To operate outside of Zone One, or narrower still, the E2 postcode, creates real practical problems for the UK based artist. If a reviewer is unwilling to travel beyond the stretch of their Oyster card, then what chance does an artist working in say, Rotherham, Pitlochry or some Welsh mining village have of getting meaningful coverage for their show?
Personally I've found it incredibly healthy to work in isolation (collaboration is one dirty C word you'll never hear coming out of my mouth) and left to my own devices I've been able to perfect a method of work that I doubt is employed by anyone else on the planet. Trouble is, while this solitary approach to making art might have been beneficial in terms of quality of work, when it comes to a 'career' (ha!) uniqueness has turned out to be something of a handicap. Because if, like me, you've moved up a hill to escape humanity, then the likelihood is you're not going to be associated with or attached to any kind of scene. And the problem with that is no one has a clue what to make of you.
Art history is studied through what have been classified, sometimes retrospectively, as 'movements'. Groups of people - men generally - whose work seems to conform to a trend. So if you're a bit of a loner doing your own thing you're fucked.

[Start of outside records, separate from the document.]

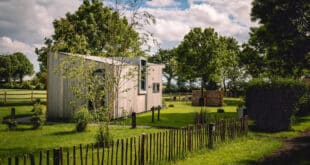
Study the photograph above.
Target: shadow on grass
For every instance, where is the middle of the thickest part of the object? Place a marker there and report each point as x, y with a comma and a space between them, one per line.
65, 132
178, 120
231, 102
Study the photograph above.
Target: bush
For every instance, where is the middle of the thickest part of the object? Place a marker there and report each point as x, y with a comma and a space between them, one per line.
12, 124
38, 118
103, 138
272, 103
81, 118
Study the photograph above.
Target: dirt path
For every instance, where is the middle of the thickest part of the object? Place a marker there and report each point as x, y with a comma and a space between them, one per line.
295, 151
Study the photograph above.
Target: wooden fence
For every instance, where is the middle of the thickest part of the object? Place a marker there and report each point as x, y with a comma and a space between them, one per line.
155, 148
7, 97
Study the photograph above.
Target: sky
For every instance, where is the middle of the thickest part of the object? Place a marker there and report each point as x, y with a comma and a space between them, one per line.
25, 24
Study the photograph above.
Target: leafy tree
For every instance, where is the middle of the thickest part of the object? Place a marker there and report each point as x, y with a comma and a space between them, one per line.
167, 57
198, 56
15, 66
92, 29
24, 66
283, 34
230, 62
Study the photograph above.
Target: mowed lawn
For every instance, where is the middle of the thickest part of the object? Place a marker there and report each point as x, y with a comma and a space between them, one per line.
53, 135
21, 96
183, 114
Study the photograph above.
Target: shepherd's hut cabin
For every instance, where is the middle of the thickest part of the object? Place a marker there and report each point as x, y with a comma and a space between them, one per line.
143, 90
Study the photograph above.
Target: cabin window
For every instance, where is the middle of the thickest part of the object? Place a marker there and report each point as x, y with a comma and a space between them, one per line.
142, 77
156, 87
99, 75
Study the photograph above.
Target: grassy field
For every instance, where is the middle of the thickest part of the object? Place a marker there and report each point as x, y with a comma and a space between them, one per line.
21, 96
239, 151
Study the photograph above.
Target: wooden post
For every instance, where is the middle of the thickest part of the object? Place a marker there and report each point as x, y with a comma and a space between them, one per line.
16, 161
40, 158
153, 109
32, 160
74, 155
133, 120
31, 96
13, 113
245, 122
142, 148
190, 139
211, 135
47, 157
5, 99
222, 130
81, 154
56, 158
158, 114
9, 160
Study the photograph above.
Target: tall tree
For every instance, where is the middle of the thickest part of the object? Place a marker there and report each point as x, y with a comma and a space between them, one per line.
198, 56
15, 66
24, 66
167, 57
230, 62
284, 34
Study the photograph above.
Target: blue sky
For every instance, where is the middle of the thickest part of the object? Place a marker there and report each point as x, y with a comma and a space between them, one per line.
25, 24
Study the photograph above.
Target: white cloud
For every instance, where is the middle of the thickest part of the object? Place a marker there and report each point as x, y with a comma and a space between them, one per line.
173, 24
162, 3
9, 46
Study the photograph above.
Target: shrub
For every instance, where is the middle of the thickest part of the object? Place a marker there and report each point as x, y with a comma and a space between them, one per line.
220, 110
272, 103
103, 138
12, 124
38, 118
81, 118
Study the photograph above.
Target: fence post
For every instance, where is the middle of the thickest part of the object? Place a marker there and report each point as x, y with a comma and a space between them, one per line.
133, 120
142, 149
56, 158
153, 109
211, 135
246, 127
190, 138
5, 98
31, 96
32, 160
158, 114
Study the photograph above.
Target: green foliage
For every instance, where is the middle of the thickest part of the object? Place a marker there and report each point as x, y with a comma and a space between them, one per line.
282, 39
167, 57
103, 138
39, 116
272, 102
15, 66
202, 48
12, 124
82, 118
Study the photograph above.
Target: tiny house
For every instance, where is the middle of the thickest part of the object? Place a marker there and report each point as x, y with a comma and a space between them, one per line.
144, 90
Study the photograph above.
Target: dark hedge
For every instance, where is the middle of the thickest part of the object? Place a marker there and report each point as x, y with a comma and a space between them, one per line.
272, 103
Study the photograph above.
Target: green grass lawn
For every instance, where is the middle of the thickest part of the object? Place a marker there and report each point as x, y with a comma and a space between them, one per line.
182, 114
21, 96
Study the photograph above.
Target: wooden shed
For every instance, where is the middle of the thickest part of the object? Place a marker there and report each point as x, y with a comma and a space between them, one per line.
210, 97
143, 91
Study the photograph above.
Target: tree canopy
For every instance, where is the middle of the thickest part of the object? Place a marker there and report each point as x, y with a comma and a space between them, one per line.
15, 66
167, 57
92, 29
283, 37
198, 56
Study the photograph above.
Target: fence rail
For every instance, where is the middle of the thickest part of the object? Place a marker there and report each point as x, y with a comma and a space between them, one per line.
7, 97
154, 148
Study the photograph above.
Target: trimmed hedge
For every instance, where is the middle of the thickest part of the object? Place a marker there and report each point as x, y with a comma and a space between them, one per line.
272, 103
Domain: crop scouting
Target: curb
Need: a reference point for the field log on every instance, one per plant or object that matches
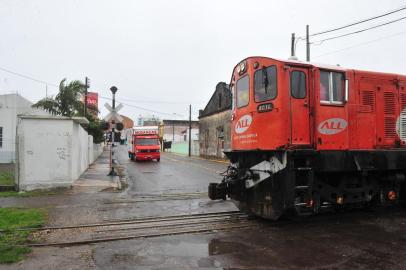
(199, 158)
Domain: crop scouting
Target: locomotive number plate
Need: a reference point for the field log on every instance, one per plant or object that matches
(266, 107)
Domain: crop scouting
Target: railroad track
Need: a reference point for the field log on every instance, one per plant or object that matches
(139, 228)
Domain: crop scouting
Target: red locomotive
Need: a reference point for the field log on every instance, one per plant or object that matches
(307, 137)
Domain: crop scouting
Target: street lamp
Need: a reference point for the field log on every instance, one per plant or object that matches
(113, 90)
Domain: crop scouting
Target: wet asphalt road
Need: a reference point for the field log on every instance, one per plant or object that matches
(352, 240)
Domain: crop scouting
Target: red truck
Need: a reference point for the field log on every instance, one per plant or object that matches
(145, 144)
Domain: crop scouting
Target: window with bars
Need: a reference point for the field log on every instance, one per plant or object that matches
(332, 87)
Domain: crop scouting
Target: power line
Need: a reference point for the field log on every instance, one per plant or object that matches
(360, 44)
(142, 108)
(161, 102)
(28, 77)
(359, 31)
(359, 22)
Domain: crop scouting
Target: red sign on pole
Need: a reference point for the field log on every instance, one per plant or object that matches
(93, 102)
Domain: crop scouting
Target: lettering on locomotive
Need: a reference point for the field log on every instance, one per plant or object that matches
(243, 124)
(332, 126)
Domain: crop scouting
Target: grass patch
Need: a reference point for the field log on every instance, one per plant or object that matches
(33, 193)
(6, 178)
(12, 240)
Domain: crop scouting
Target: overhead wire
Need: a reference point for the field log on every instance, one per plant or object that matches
(142, 108)
(28, 77)
(359, 22)
(358, 31)
(360, 44)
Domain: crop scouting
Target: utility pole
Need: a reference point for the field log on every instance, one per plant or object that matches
(190, 130)
(307, 44)
(113, 90)
(87, 82)
(292, 46)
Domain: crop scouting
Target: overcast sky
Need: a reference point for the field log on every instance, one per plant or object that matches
(163, 55)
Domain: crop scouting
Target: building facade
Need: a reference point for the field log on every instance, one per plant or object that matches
(12, 105)
(178, 130)
(215, 123)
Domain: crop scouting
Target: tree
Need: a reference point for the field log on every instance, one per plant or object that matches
(67, 103)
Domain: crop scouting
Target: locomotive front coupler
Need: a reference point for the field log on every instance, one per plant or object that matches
(232, 181)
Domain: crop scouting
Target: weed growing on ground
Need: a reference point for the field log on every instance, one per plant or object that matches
(12, 240)
(6, 178)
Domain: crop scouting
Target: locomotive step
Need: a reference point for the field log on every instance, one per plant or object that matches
(301, 187)
(303, 168)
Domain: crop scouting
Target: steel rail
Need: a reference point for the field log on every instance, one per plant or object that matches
(146, 235)
(134, 221)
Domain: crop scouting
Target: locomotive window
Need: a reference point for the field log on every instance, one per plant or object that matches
(265, 84)
(332, 87)
(298, 84)
(242, 91)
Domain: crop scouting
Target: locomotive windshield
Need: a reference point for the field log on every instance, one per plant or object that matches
(332, 85)
(242, 91)
(265, 84)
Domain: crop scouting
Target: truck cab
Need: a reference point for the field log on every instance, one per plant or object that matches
(145, 144)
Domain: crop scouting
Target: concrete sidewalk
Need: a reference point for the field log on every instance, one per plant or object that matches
(97, 174)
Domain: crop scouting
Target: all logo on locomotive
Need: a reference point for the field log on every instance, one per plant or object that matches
(307, 137)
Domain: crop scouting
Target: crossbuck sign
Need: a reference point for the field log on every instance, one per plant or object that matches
(113, 115)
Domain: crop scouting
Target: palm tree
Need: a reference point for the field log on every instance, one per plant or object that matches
(67, 101)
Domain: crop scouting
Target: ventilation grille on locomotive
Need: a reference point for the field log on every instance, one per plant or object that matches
(390, 118)
(368, 99)
(402, 118)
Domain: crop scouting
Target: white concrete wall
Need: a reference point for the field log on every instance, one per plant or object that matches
(52, 152)
(10, 106)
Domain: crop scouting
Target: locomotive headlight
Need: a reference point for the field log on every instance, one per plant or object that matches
(243, 66)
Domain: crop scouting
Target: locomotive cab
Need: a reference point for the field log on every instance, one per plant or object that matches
(305, 137)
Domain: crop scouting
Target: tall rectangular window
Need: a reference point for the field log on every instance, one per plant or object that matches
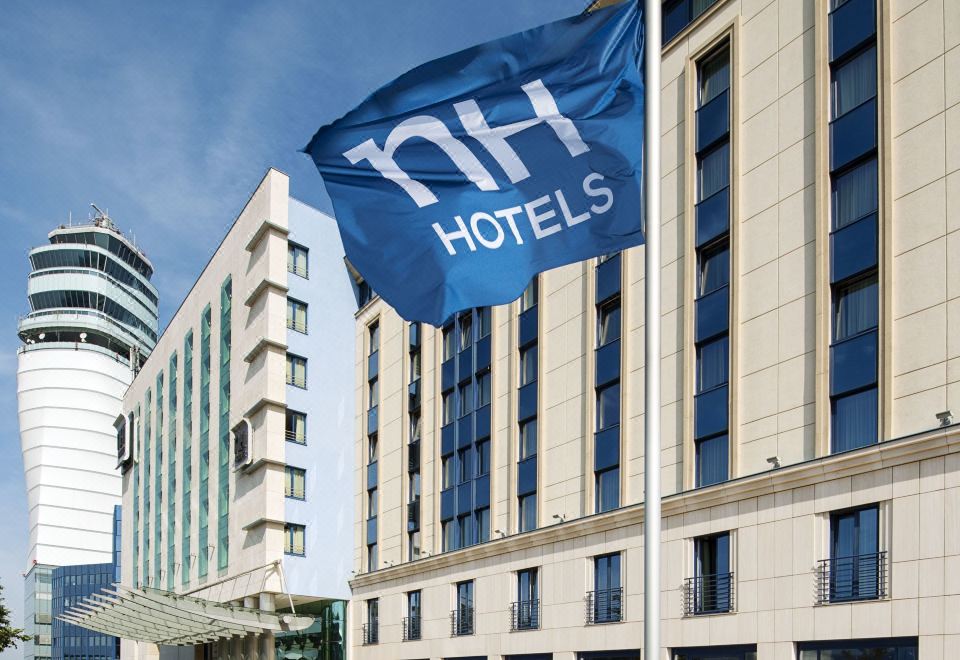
(203, 538)
(712, 246)
(605, 602)
(297, 259)
(296, 371)
(296, 427)
(296, 315)
(294, 539)
(854, 238)
(186, 549)
(223, 449)
(856, 569)
(606, 460)
(295, 483)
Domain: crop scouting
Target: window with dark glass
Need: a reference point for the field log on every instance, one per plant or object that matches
(604, 603)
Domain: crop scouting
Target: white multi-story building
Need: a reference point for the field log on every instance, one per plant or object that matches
(93, 319)
(236, 447)
(810, 321)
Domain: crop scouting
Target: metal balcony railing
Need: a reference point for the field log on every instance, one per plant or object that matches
(859, 577)
(297, 325)
(525, 615)
(461, 621)
(604, 606)
(411, 628)
(371, 632)
(708, 594)
(294, 436)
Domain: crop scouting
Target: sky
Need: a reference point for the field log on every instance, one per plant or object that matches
(167, 115)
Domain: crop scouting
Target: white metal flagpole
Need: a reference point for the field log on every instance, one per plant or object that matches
(651, 494)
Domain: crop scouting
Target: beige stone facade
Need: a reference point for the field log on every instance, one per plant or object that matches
(778, 518)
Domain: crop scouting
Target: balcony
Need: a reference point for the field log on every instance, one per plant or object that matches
(411, 628)
(371, 633)
(413, 456)
(461, 621)
(604, 606)
(525, 615)
(846, 579)
(413, 516)
(708, 594)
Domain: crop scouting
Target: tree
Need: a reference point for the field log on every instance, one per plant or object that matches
(9, 636)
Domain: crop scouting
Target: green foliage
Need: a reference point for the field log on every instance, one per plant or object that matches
(9, 636)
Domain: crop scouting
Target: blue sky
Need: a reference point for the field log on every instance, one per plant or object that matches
(168, 114)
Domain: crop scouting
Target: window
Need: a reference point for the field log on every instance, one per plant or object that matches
(483, 389)
(713, 171)
(466, 398)
(528, 365)
(373, 392)
(854, 82)
(713, 363)
(293, 543)
(296, 371)
(711, 460)
(415, 427)
(465, 461)
(296, 429)
(528, 439)
(714, 268)
(296, 315)
(483, 321)
(678, 14)
(608, 489)
(483, 458)
(714, 76)
(295, 483)
(605, 602)
(466, 332)
(855, 420)
(608, 406)
(447, 471)
(856, 569)
(463, 614)
(855, 308)
(447, 343)
(374, 331)
(609, 323)
(297, 259)
(528, 512)
(483, 525)
(855, 194)
(411, 627)
(526, 610)
(528, 298)
(711, 589)
(447, 403)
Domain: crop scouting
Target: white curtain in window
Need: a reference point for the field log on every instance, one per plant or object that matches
(855, 82)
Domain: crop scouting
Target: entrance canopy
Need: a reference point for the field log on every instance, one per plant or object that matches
(162, 617)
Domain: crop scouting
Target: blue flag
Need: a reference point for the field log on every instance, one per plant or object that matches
(460, 180)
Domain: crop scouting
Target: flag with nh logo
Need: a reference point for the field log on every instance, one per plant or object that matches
(457, 182)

A recent-ish example, the YBAs, who were in effect a gang. All that energy and exuberance that attracted so much attention was in part down to the fact there was a bunch of them - a kind of post modern Bash Street Kids making so much mischief and noise that they just couldn't be ignored. In the hubbub even a few women managed to slip under the radar - albeit gobby, London based, childfree women who liked a drink... See it's easy to remain untroubled by the attentions of Charles Saatchi when you're up a track in the middle of nowhere just quietly getting on with your own thing.
While being on the outside of the tent pissing in kind of works for me, my concern is that when all the focus is directed towards just a handful of people, what is getting nudged out of the way? What's getting overlooked? That question keeps me awake at night. When it's the same old names that crop up over and over again, I can't help but wonder what's really going on out there that we're all missing out on?